Il Mujao rappresenta tutt’altra dinamica. Il gruppo fondatore è legato a una katiba dissidente di Aqmi composta essenzialmente di arabi di Tilemsi (in prossimità di Gao). Inizialmente descritta come il prototipo dell’anarco-guerrilla, quest’organizzazione si è rivelata un operatore politico astuto. Da una parte ha lasciato in un primo tempo che il Mnla giocasse un ruolo da protagonista a Gao, e ha in seguito guadagnato il sostegno della popolazione difendendola davanti agli atti di banditismo del Mnla. Ben lungi dall’avere una strategia di reclutamento elitista tra i soli arabi, l’organizzazione ha reclutato anche da altri gruppi etnici “neri” (Songhay e Peul) e non bianchi (come gli arabi e i tuareg). Ha contrastato la superiorità di certi gruppi nobili proponendo un modello di potere più popolare. Certo, si è fatto ampio ricorso alla coercizione della popolazione e all’uso del terrore: questo gruppo non ha visibilmente seguito il consiglio dell’emiro di Aqmi, Abdelmalek Droukdel, per il quale il sostegno della popolazione era più importante dell’imposizione rigorosa della legge religiosa (nell’accezione di questi gruppi).

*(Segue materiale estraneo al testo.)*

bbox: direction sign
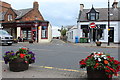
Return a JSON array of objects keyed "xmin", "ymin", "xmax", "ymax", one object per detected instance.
[{"xmin": 89, "ymin": 22, "xmax": 96, "ymax": 28}]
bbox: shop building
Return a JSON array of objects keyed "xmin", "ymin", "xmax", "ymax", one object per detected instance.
[
  {"xmin": 67, "ymin": 0, "xmax": 120, "ymax": 43},
  {"xmin": 0, "ymin": 1, "xmax": 52, "ymax": 43}
]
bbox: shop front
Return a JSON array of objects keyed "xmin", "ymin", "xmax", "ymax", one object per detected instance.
[
  {"xmin": 80, "ymin": 24, "xmax": 107, "ymax": 42},
  {"xmin": 2, "ymin": 20, "xmax": 52, "ymax": 43}
]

L’intervento francese ha profondamente disorganizzato questi gruppi, eppure le organizzazioni citate si erano già preparate a un intervento internazionale e quindi bisogna essere prudenti sulla natura tattica e strategica della vittoria militare francese. Per il momento è difficile prevedere quello che succederà. Si va verso una regionalizzazione di questi gruppi con atti terroristici commessi in tutti gli stati della regione, nello stile degli Shabaab somali? Si va al contrario verso una riorganizzazione clandestina di questi gruppi sul territorio maliano e l’incremento in potenza di una guerra asimmetrica, come temono le Nazioni Unite? In nessuno scenario la guerra è vinta una volta per tutte, se non altro perché bisogna mettere in conto la crescita rapida di un banditismo di lungo percorso che in Africa centrale viene definito dei “coupeurs de route” (bande organizzate di ex ribelli che compiono agguati e rapine, spesso ai danni di autisti e trasportatori).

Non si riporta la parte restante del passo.